I'm a new user of Nim. I'm enjoying programming in it. It's an exceptionally elegant language.
But, currently I'm stuck with a problem: I haven't been able to find a way to read numbers (floats, ints, etc.) from an ASCII (text) file.
As a concrete example, suppose we have a text file like
3.14 2 41.00
where numbers are written in a blank-separated ASCII format. So, I'm looking for a function that reads the text file, parse it, and convert the text-representations of the numbers into the corresponding numbers, like C's scanf, C++'s ">>", Fortran's formatted read, etc. Or something like Ruby's String::to_f method or Haskell's "read" function.
Thank you for your help.
Ryo
3a. do ctrl+F 'scanf', so you will see: "strscans This module contains a scanf macro for convenient parsing of mini languages."

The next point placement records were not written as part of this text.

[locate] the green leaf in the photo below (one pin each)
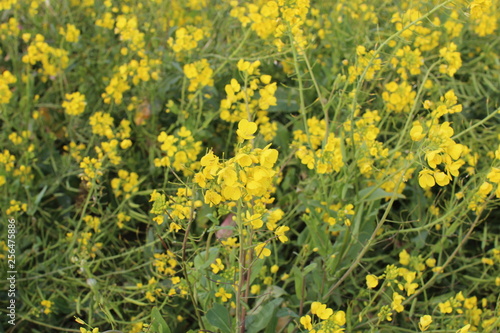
(299, 280)
(203, 260)
(218, 316)
(158, 325)
(32, 208)
(371, 194)
(258, 321)
(309, 268)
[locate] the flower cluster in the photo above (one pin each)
(324, 156)
(327, 320)
(180, 151)
(241, 100)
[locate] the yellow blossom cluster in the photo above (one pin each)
(180, 151)
(126, 183)
(70, 33)
(248, 175)
(5, 80)
(275, 19)
(186, 39)
(328, 320)
(452, 58)
(92, 170)
(364, 137)
(127, 29)
(365, 62)
(408, 62)
(323, 156)
(53, 60)
(442, 153)
(16, 206)
(241, 100)
(477, 316)
(74, 104)
(9, 28)
(176, 209)
(484, 16)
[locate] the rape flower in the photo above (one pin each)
(261, 251)
(225, 296)
(71, 33)
(47, 306)
(371, 281)
(74, 104)
(246, 129)
(397, 301)
(217, 266)
(464, 329)
(306, 322)
(321, 310)
(445, 307)
(424, 323)
(280, 232)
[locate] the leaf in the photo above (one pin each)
(298, 279)
(158, 325)
(309, 268)
(257, 322)
(218, 316)
(371, 194)
(202, 260)
(38, 198)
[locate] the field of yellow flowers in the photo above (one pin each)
(250, 166)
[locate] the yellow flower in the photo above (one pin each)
(321, 310)
(261, 251)
(445, 307)
(217, 266)
(464, 329)
(397, 301)
(426, 179)
(225, 296)
(425, 322)
(47, 306)
(306, 322)
(280, 232)
(404, 258)
(246, 129)
(371, 281)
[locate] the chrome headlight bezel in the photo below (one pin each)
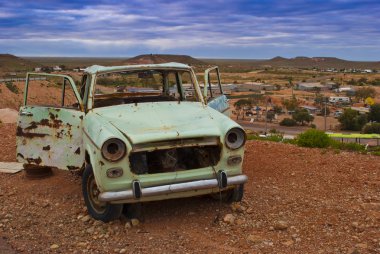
(235, 138)
(113, 149)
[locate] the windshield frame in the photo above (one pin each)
(194, 81)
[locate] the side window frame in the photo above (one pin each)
(65, 80)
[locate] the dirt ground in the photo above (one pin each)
(297, 200)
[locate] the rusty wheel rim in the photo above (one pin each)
(93, 193)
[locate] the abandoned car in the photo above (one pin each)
(139, 133)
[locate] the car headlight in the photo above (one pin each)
(113, 149)
(235, 138)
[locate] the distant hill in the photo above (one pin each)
(163, 58)
(319, 62)
(11, 63)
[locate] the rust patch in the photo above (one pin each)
(33, 125)
(21, 133)
(35, 161)
(54, 124)
(73, 167)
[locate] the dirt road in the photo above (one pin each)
(297, 200)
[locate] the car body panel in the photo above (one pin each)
(50, 136)
(76, 137)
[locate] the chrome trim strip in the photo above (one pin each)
(170, 188)
(167, 144)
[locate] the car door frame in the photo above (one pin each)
(219, 103)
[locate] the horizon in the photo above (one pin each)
(251, 30)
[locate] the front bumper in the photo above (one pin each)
(126, 195)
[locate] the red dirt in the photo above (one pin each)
(328, 202)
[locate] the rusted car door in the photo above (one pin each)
(213, 91)
(50, 135)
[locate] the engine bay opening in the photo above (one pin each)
(176, 159)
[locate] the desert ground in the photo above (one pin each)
(297, 200)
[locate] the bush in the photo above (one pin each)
(347, 146)
(371, 128)
(288, 122)
(302, 115)
(352, 120)
(314, 138)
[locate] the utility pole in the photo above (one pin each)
(268, 100)
(325, 114)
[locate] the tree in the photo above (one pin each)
(374, 113)
(302, 115)
(277, 109)
(270, 116)
(241, 105)
(365, 92)
(352, 120)
(290, 104)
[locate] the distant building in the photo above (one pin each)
(254, 87)
(337, 99)
(310, 109)
(311, 86)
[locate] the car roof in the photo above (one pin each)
(164, 66)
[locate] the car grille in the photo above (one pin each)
(174, 159)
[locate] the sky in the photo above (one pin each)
(346, 29)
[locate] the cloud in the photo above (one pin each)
(193, 26)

3b. use the search box on the left, and it will give you the direct link to https://nim-lang.org/docs/strscans.html
I use ragel for parsers runs on microcontrollers as it gives very clean debuggable switch code with -G2 option, and don't use anything besides two pointers for parsing buffer reading.
Thank you all for the help.
If I understand correctly, you have presented various parsers to convert a character string into numbers.
Then, my next task is to read the text file word by word.
My example above is a short string of blank-separated numbers. In reality, however, my file contains a huge number of numbers separated by blanks, tabs, or newlines, or any mixture of these.
Because my files can be very large, I can't simply separate parsing from reading.
So, I imagine that this kind of code would be what I would write:
var nums = newSeqfloat # open file
- while f.readWord(buf):
- nums.add(buf.atof) # convert string to float
The system module has readLine but not readWord . . .
I remember writing an equivalent of readWord in pure C decades ago by reading one character at a time. Is this what you have to do in Nim ? I hope there is a convenient function like readLine but for words.
The system module has readLine but not readWord
There are dozen of ways to do it and dozen of examples -- some are optimized for performance, some more for easy usage.
For example for lines of text, there is split iterator which can split the line into words.
Miram already recommends strscan module.
Maybe this can be helpful for performance:
https://nim-lang.org/blog/2017/05/25/faster-command-line-tools-in-nim.html
Rosetta-Code should also have examples, and Dom's book too.
If your string and the extracted results fit in your memory you can use the splitWhiteSpace iterator: https://nim-lang.org/docs/strutils.html#splitWhitespace.i,string,int
Otherwise write a simple parser using streams and readFloat32/readFloat64 (https://nim-lang.org/docs/streams.html#readFloat32%2CStream) and discarding the space/tabs/newline in-between.
In pseudocode (I may have missed something).
import streams
proc myReader*(path: string): seq[float32] =
let stream = newFileStream(path, mode = fmRead)
defer: stream.close()
while not stream.atEnd():
result.add s.readFloat32()
discard s.readChar
Thank you all for your responses.
If I'm not mistaken, all you say is: read the string and then parse it. But, my file may not have newlines at all and you don't know how large it may be (it may be stdin).
So, I need to read one "word" at a time and convert it to a float.
@mratsim showed a solution using streams, but as far as I can tell, readFloat32 and company read binary data in the file. (I tested the sample code, and got strange floating point numbers from a sample ascii file.)
What I'm looking for, therefore, is the ascii version of readFloat32 and friends, which automatically skip blanks/newlines/tabs , just like cin >> i of C++ or the formatted read of Fortran.
If there is no ready-made functions like that, I would need to write ones, but to do so, would I have to read a character at a time? Or is there a read function that stops at a specified delimiter?
Another related question: Is there an official mechanism to convert between objects and their string representations?
For example, in Ruby, there is the pair to_f and to_s:
"3.14".to_f # gives 3.14 (float) 3.14.to_s # gives "3.14" (string) "3.14".to_f.to_s # gives "3.14"
In Haskell, show and read form such a pair.
If you have such an official mechanism, you just define to_s or show for your own type (class) and voila the standard output functions (like echo of Nim) start to be able to print values of your own type.